Sixteen years later...

“WHERE IS ADEN?”

Chloe turned at the sound of her husband’s voice, nerves fluttering in her stomach. “He’s in his room.”

“And is he ready?”

“He’s just a boy, Sayid.”

“He’s the heir to the throne of Attar. And he’s about to take his place.”

She nodded. “I know. He was born for it. He’s spent his life preparing for it...but...”

“But you’re his mother, and you can’t help but worry about him.” Sayid crossed the room and pulled her into his arms. Sixteen years hadn’t diminished the power of his touch. To create desire in her body, to fill her with lust, with need. With love. “I’m his father. I feel the same way. But he’s strong. He’s smart. And he has us.”

She nodded. “I know.”

“Are the other children ready?”

“I’m just hoping no one spilled anything on their clothes. They got dressed so early it doesn’t seem like all the outfits will make it through to the coronation clean.”

“It doesn’t matter if they don’t. We’ve never pretended to be a traditional royal family.”

“I don’t suppose we had a hope of it.”

“No, Dr. al Kadar,” Sayid said. “I don’t suppose we did. Not many sheikhas teach at universities.”

“And not many sheikhs have children’s artwork hanging all over their office.”

“I suppose not. But not many sheikhs have a family as wonderful as mine.”

Aden appeared in the doorway, his clothing perfectly pressed, the expression on his young face fill with utter seriousness. A surge of pride, of love, went through Chloe. Her oldest son was a man now in the eyes of the country, but to her, he would always be the baby she’d cradled to her chest. The baby she’d give up everything for.

The baby that had, in the end, given her everything in her life that mattered.

“I’m ready,” he said.

“So are we,” Sayid said, keeping on arm around Chloe’s waist and putting his hand on Aden’s shoulder. “As soon as you want to go in, we’ll follow.”

“I’m glad you’ll be with me,” Aden said.

“Always.
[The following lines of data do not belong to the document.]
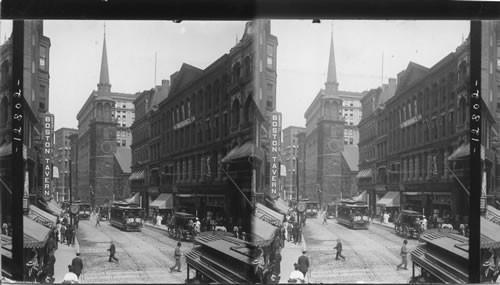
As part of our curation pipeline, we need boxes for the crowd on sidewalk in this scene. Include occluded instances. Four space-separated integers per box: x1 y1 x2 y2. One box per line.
24 213 78 283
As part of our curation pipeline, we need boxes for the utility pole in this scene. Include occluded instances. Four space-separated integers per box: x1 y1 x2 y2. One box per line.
69 159 73 225
295 156 300 225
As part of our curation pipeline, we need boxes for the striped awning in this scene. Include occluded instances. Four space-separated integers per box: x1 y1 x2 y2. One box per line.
23 216 50 248
28 205 57 229
481 217 500 249
356 168 372 178
377 191 400 207
128 170 144 180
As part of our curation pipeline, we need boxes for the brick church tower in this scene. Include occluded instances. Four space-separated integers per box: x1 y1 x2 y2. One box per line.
89 30 117 206
303 28 344 203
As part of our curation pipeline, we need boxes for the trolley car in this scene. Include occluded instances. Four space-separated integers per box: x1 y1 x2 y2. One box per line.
109 202 143 232
337 200 370 229
73 201 90 220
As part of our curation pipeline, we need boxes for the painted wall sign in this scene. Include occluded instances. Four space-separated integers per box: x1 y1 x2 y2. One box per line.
42 114 54 199
269 112 281 196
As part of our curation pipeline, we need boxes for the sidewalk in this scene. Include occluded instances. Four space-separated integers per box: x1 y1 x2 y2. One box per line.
54 233 79 283
280 235 309 283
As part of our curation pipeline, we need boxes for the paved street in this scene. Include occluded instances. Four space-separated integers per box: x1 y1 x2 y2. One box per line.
78 219 193 284
304 215 418 283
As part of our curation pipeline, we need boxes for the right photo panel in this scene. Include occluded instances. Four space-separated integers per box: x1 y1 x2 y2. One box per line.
480 21 500 283
255 20 472 284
We’re always here behind you.”

“I’ve never doubted that.” He gave them both a smile and walked back out, toward the throne room, toward his future.

“That boy,” Sayid said, “is the hope of a nation. But more than that, he’s our son. He brought us together. Nothing will change that.”
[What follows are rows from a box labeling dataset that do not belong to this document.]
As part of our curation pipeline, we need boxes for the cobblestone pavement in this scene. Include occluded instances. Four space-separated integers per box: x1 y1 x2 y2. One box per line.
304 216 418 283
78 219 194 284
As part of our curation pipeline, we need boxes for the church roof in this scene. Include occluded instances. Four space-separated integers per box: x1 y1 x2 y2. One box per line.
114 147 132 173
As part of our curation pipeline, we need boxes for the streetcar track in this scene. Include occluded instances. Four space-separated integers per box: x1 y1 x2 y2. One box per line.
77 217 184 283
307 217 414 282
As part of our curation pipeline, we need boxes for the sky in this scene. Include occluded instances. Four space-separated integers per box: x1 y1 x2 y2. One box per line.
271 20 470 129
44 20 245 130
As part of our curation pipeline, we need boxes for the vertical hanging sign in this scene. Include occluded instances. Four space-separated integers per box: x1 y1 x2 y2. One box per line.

“I know,” Chloe said. She turned to Sayid and kissed him, kissed him with all of the passion that had built between them, grown, over the years of their marriage. “If we had kept to our original plan, this is the day we would have gone our separate ways.”

Sayid wrapped his arms tightly around her and pulled her against him. “Instead, I think I’ll hold on to you a little bit tighter.”

She encircled his waist, pressing her hands to his lower back. “Me, too.”

“Will you put on your glasses later and talk to me in your stern professor voice?”

She laughed. “If you don’t behave yourself during this very solemn occasion, I may tie you to the bed.” She kissed his lips again. “It will give you something to look forward to.”

“Habibti, with you, I always have something to look forward to.”